10.25580/IGP.2024.0011

Raphaële Bertho est historienne de la photographie, commissaire d’exposition et maîtresse de conférences en Arts à l’Université de Tours. Au sein du laboratoire InTRu (EA 6301), elle travaille sur les enjeux esthétiques et politiques de la représentation du paysage, de l’architecture et du territoire contemporain, notamment dans le cadre des commandes publiques de photographie ou dans les fonds iconographiques institutionnels, en France et en Europe. Elle a été commissaire avec Héloïse Conesa de l’exposition Paysages français, Une aventure photographique 1984-2017 (BnF, 2017-2018).

Raphaële Bertho is a photography historian, curator and lecturer in the Arts at the University of Tours. As a member of the InTRu laboratory (EA 6301), she works on the aesthetic and political issues surrounding the representation of contemporary landscape, architecture and territory, particularly in the context of public photography commissions and institutional iconographic collections, in France and Europe.

 

Sonia Keravel est paysagiste DPLG, docteure de l’EHESS et maîtresse de conférences en théorie et pratique du projet de paysage à l’Ecole Nationale Supérieure de Paysage de Versailles-Marseille. Au sein du Laboratoire de Recherche en Projet de paysage (LAREP), ses domaines de recherche sont la critique de projet et l’histoire du paysagisme, la spécificité de l’approche paysagère des espaces métropolitains et le rôle des représentations visuelles, notamment de la photographie, dans la pratique paysagiste.
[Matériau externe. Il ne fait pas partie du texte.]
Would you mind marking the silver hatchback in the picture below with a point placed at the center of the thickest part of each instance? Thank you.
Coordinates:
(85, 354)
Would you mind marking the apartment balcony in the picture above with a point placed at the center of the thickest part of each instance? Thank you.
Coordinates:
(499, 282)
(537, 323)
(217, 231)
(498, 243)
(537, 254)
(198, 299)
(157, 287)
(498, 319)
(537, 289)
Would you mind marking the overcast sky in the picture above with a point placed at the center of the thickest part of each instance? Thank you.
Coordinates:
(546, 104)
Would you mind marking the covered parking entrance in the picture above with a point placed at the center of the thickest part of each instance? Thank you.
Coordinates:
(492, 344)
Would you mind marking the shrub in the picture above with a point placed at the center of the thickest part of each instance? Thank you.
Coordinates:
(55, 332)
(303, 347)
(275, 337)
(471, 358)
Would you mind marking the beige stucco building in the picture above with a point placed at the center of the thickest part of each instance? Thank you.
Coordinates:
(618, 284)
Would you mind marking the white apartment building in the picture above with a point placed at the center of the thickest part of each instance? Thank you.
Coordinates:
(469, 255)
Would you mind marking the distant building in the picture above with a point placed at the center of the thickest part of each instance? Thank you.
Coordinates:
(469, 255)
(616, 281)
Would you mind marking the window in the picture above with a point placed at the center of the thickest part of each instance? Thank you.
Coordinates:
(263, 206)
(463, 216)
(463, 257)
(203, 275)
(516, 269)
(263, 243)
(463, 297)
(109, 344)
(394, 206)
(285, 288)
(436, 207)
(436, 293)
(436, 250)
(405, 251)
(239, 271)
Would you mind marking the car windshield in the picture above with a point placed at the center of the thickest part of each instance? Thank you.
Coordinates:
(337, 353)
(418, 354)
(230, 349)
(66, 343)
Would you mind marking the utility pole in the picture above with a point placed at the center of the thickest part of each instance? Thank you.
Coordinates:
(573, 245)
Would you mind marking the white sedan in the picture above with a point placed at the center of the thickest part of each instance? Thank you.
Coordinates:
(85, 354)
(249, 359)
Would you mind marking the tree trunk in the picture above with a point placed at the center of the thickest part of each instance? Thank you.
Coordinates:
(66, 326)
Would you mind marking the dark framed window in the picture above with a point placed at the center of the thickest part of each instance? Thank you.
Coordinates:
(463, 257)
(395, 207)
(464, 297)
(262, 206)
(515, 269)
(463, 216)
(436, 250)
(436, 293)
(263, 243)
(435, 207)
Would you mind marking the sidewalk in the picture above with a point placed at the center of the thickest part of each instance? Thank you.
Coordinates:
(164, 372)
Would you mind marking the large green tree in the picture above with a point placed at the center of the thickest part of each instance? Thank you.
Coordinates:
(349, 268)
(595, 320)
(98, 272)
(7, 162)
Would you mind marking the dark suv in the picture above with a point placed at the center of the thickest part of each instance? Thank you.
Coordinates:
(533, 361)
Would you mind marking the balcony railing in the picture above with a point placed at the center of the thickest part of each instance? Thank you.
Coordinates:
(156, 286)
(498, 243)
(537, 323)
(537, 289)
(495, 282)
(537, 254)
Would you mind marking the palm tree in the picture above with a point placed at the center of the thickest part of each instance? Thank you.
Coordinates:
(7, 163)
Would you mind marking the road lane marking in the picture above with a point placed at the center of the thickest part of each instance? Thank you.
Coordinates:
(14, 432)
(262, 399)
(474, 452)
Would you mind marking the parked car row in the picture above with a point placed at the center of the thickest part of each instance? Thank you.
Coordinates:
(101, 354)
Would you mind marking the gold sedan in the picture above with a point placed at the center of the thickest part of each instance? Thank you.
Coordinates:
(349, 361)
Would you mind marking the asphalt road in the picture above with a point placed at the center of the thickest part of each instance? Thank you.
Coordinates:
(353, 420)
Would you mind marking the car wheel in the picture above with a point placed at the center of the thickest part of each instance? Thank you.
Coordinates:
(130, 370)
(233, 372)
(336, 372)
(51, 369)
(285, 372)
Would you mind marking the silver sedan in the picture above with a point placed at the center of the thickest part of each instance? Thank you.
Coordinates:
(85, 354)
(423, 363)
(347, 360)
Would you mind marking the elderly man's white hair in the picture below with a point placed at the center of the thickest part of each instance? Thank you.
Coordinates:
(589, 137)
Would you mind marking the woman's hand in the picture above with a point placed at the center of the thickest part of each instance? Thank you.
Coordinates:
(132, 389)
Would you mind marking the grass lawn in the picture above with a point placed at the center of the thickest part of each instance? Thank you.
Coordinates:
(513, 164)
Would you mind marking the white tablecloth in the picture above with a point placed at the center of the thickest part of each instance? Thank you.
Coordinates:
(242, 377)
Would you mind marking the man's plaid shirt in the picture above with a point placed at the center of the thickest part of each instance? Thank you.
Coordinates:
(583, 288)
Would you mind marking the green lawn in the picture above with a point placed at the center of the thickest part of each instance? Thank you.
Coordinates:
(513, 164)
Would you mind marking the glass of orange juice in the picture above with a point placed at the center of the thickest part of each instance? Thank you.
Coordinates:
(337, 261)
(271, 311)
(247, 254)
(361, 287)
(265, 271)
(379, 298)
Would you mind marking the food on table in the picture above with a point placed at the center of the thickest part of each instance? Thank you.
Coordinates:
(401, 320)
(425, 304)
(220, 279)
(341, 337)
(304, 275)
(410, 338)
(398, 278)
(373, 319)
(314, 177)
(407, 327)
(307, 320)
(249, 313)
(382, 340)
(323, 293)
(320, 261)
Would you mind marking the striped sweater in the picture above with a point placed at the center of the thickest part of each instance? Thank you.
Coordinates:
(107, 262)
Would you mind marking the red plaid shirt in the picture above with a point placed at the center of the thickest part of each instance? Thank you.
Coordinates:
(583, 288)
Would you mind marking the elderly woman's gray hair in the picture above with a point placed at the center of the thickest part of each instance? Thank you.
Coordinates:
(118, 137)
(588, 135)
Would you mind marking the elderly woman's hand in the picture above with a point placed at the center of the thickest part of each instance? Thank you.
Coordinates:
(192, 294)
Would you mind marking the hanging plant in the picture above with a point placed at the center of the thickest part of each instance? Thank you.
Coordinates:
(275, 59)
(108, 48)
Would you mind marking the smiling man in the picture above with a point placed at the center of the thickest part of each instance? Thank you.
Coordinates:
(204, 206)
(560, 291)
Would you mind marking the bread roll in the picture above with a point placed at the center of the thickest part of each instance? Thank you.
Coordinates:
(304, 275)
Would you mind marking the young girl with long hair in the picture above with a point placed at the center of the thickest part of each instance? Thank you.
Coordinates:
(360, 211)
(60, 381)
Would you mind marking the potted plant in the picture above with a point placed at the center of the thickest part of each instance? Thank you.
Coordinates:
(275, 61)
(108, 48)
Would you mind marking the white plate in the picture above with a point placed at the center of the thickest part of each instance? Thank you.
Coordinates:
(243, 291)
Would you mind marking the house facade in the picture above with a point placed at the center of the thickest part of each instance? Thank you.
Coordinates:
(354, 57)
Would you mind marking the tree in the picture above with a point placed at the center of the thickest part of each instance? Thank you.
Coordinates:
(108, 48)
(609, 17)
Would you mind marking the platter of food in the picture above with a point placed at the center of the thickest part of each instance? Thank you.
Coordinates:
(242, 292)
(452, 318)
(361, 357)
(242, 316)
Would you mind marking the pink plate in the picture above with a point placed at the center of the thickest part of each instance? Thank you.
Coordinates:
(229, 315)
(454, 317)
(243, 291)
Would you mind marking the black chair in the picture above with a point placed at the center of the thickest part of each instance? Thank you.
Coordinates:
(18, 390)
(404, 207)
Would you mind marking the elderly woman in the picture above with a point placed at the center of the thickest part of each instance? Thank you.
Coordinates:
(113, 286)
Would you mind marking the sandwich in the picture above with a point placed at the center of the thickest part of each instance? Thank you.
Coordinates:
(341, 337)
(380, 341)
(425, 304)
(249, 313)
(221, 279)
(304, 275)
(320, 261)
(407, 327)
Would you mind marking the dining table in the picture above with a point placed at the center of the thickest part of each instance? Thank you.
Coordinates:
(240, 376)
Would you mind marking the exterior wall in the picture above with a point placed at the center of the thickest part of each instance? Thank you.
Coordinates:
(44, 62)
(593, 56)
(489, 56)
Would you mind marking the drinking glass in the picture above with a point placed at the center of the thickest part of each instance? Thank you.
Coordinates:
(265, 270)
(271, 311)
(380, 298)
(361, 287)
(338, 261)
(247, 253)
Sonia Keravel is a landscape architect and a senior lecturer at the Versailles Landscape Architecture school. As a member of the LAREP laboratory, her research focuses on the project criticism and the history of landscape architecture, the specificity of the landscape approach to metropolitan areas and the role of visual representations, particularly photography, in landscape architecture practice.

 

Frédéric Pousin est architecte, directeur de recherche au CNRS au sein de l’UMR 3329 Architecture, Urbanisme, Société (AUSser). Docteur de l’EHESS et habilité à diriger des recherches, ses travaux portent sur les savoirs et les représentations qui fondent le domaine de l’architecture, de la ville et du paysage, leurs évolutions et transformations. Il a mené plusieurs recherches sur le paysage urbain et le rôle du visuel dans la construction des savoirs. Il a enseigné dans plusieurs écoles d’architecture en France, à l’Université Paris 1, et plus récemment à l’École nationale supérieure de paysage de Versailles. Depuis 2017, il co-anime avec Nathalie Roseau le programme « Inventer le Grand Paris » du LabEx Futurs Urbains.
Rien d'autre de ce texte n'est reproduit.